Para levar inovação para os produtos de forma efetiva e gerar resultados reais para a companhia é preciso conhecer os clientes, e isso só é possível através de uma boa gestão e análise dos dados. “Não é sobre quantidade de dados, mas sobre a qualidade dos dados e foco correto”, explicou Carolina. Sobre o tema, Rodrigo Neman explicou que para as empresas conseguirem ser mais orientadas a dados não basta ter um melhor algoritmo ou uma melhor ideia, é preciso também que os objetivos de todas as áreas estejam alinhados. 

 

Neman conta que, depois de 10 meses de trabalho com a transformação digital da Nestlé, foi possível criar 10 novos ativos de dados, que são formas de ativar o valor destes e empoderar as áreas de negócio a tornarem-se mais data driven. “Não é tanto só sobre integração de dados, mas mais sobre entregar ativos de valor para as áreas de negócio”, completou.

 

Renata Mello Feltrin salientou que parte do trabalho da CI&T com a Nestlé foi o de criar uma sala de performance reunindo pessoas de todas as áreas para discutir e construir soluções em cima de dados mais inteligentes. “Hoje a Nestlé produz chocolates, leite, café e dados inteligentes para suas áreas melhorarem a experiência dos consumidores”.

 

Para 2020, a empresa prevê o desenvolvimento de novos modelos de negócio e um trabalho ainda focado em "ser digital" junto à operação para alcançar ainda mais eficiência. 

 

 

Sobre o evento

Com o tema Ouse Aprender, a edição 2019 do HSM EXPO aconteceu no Transamérica Expo Center, em São Paulo, entre os dias 4 e 6 de novembro.

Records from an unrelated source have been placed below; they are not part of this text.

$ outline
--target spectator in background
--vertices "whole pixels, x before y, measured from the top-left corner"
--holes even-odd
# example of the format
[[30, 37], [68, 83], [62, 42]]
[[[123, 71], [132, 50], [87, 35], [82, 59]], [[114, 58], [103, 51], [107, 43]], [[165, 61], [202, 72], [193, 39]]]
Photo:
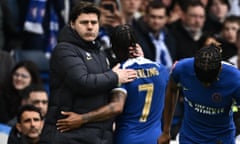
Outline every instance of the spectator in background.
[[6, 123], [17, 114], [25, 90], [29, 85], [41, 83], [35, 63], [31, 61], [17, 63], [4, 85], [4, 91], [0, 99], [1, 122]]
[[176, 40], [176, 60], [194, 56], [203, 46], [207, 34], [203, 31], [205, 7], [200, 1], [189, 0], [182, 6], [183, 17], [171, 25], [169, 29]]
[[211, 0], [206, 7], [206, 21], [204, 30], [212, 35], [219, 34], [225, 18], [228, 16], [230, 5], [228, 0]]
[[240, 29], [240, 17], [228, 16], [224, 22], [223, 27], [218, 36], [217, 41], [221, 43], [222, 59], [230, 63], [234, 63], [234, 56], [237, 55], [237, 31]]
[[166, 6], [159, 1], [149, 2], [145, 15], [137, 20], [134, 30], [144, 57], [170, 69], [175, 59], [176, 46], [166, 27], [167, 18]]
[[171, 5], [168, 7], [168, 24], [172, 24], [182, 18], [182, 5], [184, 1], [183, 0], [174, 0]]
[[59, 29], [66, 23], [62, 11], [64, 0], [18, 0], [18, 28], [22, 49], [52, 52]]
[[141, 16], [139, 8], [142, 1], [143, 0], [120, 0], [122, 16], [126, 24], [134, 26], [135, 20]]
[[[31, 84], [25, 89], [21, 106], [33, 105], [40, 109], [42, 116], [45, 118], [48, 109], [48, 94], [43, 85]], [[8, 122], [9, 126], [15, 126], [17, 123], [17, 117], [14, 117]]]
[[8, 144], [38, 144], [44, 125], [40, 110], [32, 105], [24, 105], [17, 115], [15, 137], [8, 138]]
[[[70, 22], [59, 35], [50, 63], [50, 99], [40, 143], [112, 144], [112, 119], [92, 122], [60, 133], [57, 120], [62, 111], [87, 113], [109, 102], [110, 91], [119, 83], [131, 82], [136, 71], [110, 69], [96, 40], [100, 11], [92, 3], [79, 3], [71, 11]], [[88, 121], [88, 118], [86, 119]]]
[[39, 108], [42, 116], [45, 118], [48, 109], [48, 93], [43, 85], [33, 84], [28, 88], [26, 97], [23, 99], [23, 104], [32, 104]]
[[8, 77], [10, 77], [12, 68], [15, 66], [15, 60], [9, 52], [0, 50], [0, 97], [3, 86]]
[[97, 39], [101, 42], [101, 50], [104, 51], [110, 61], [110, 67], [116, 64], [116, 56], [110, 45], [110, 35], [112, 29], [125, 20], [120, 10], [119, 0], [99, 0], [96, 1], [101, 11], [100, 30]]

O evento contou 4 arenas e 11 auditórios com a presença de painelistas nacionais e internacionais falando sobre os temas mais relevantes para os negócios. 

 

Entre os destaques, os autores bestsellers Eric Ries e Yuval Noah Harari; Steven Kotler, um dos maiores especialistas da atualidade em expansão da consciência; a Fundadora do The Huffington Post, Arianna Huffington; Sean Ellin, fundador e CEO da Growth Hackers; Martha Gabriel, uma das principais pensadoras digitais brasileiras; o psicanalista Contardo Caligaris, além de outros grandes nomes da gestão, carreiras e negócios.

 

Na Arena CI&T - Driven By Impact, além dos nomes já mencionados; Marlon Silva, Estrategista Sênior de Liderança e Coaching da CI&T; Paulo Camara, Business Director da CI&T; Carolina Marra, VP de Pessoas e Transformação Digital da Ânima Digital; Patricia Fumagalli, Diretora da  Ânima Digital; Cristiano Assis, Diretor de Relacionamento da Ânima Digital; Mauro Scatena, Gerente Sênior da CI&T; Vinícius Lucas, Head de Engenharia da CI&T; Victor Queiroz, Diretor de RH do Bradesco; Carla Borges, Head de People; Joceline Seixas, Senior Business Partner Manager; Taliza Weiss, People Development Strategist, e Leandro Angelo, Diretor de Operações, da CI&T.